Os principais arranjos institucionais vigentes no combate e controle de corrupção se tornaram um espetáculo popular, utilizado como uma bandeira para legitimar personalidades e ações. Sergio Moro, que foi Juiz Federal na 13ª Vara Federal de Curitiba e um dos principais rostos da Operação Lava Jato, responsável por alimentar esse padrão de “combate” à corrupção, virou réu em 2022 em uma ação popular ajuizada por representantes do Partido dos Trabalhadores (PT), que questiona sua atuação nos processos. De acordo com os autores, Moro causou prejuízo ao país ao “manipular a maior empresa do Brasil, a Petrobras, como mero instrumento útil ao acobertamento dos seus interesses pessoais”. Tal acusação é corroborada pelo fato do ex-juiz, que condenou o ex-Presidente Lula à prisão em 2018 o retirando da corrida eleitoral, ter abdicado da magistratura para se tornar Ministro da Justiça e Segurança Pública no governo do atual Presidente Jair Messias Bolsonaro, vencedor das eleições citadas.

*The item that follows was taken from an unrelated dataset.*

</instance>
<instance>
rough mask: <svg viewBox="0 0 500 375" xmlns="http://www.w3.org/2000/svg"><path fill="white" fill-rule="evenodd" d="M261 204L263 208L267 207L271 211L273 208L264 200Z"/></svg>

Dessa forma, o saldo da Operação Lava Jato é ambíguo – se os anos de investigações e processos revelaram inúmeras ilegalidades que permeiam os poderes públicos e seus vínculos com o mundo privado, indiciando corretamente políticos e empresários corrompidos, ao mesmo tempo demonstraram a explícita capacidade dos magistrados e dos agentes da Lei de realizarem atos anticonstitucionais e antiéticos – em sua imensa maioria com conivência e estímulo midiático e, consequentemente, social – assim como os claros interesses e interferências políticas de suas atividades, que ultrapassam em muito os limites dos deveres incumbidos aos agentes da Justiça.


Para além de questões éticas e judiciais, há ainda que se pensar nos empregos perdidos, em contraste com as cifras das quais se orgulham os membros do Ministério Público Federal, e na dor tanto das famílias dos envolvidos nos casos que, em 2022, durante a redação deste texto, foram arquivados pelo Supremo Tribunal Federal, quanto nos incontáveis cidadãos e cidadãs afetadas indiretamente pelas consequências do evento. A Operação Lava Jato, assim, entra na história como uma iniciativa que, em nome da luta contra a corrupção, corrompeu a si mesma e à sociedade brasileira.

referências

MIRANDA, Luiz Fernando. Artigo: Unificando os conceitos de corrupção: uma abordagem através da nova metodologia dos conceitos. In: Revista Brasileira De Ciência Política. Jan 201. disponível em: https://www.scielo.br/j/rbcpol/a/VPBTRQmsPqT8KLqJJmcnqpn/?lang=pt#

¹ROMEIRO, Adriana.Corrupção e poder no Brasil: Uma história, séculos XVI a XVIII. 1 ed. – Belo Horizonte. Autêntica : Editora. 2017.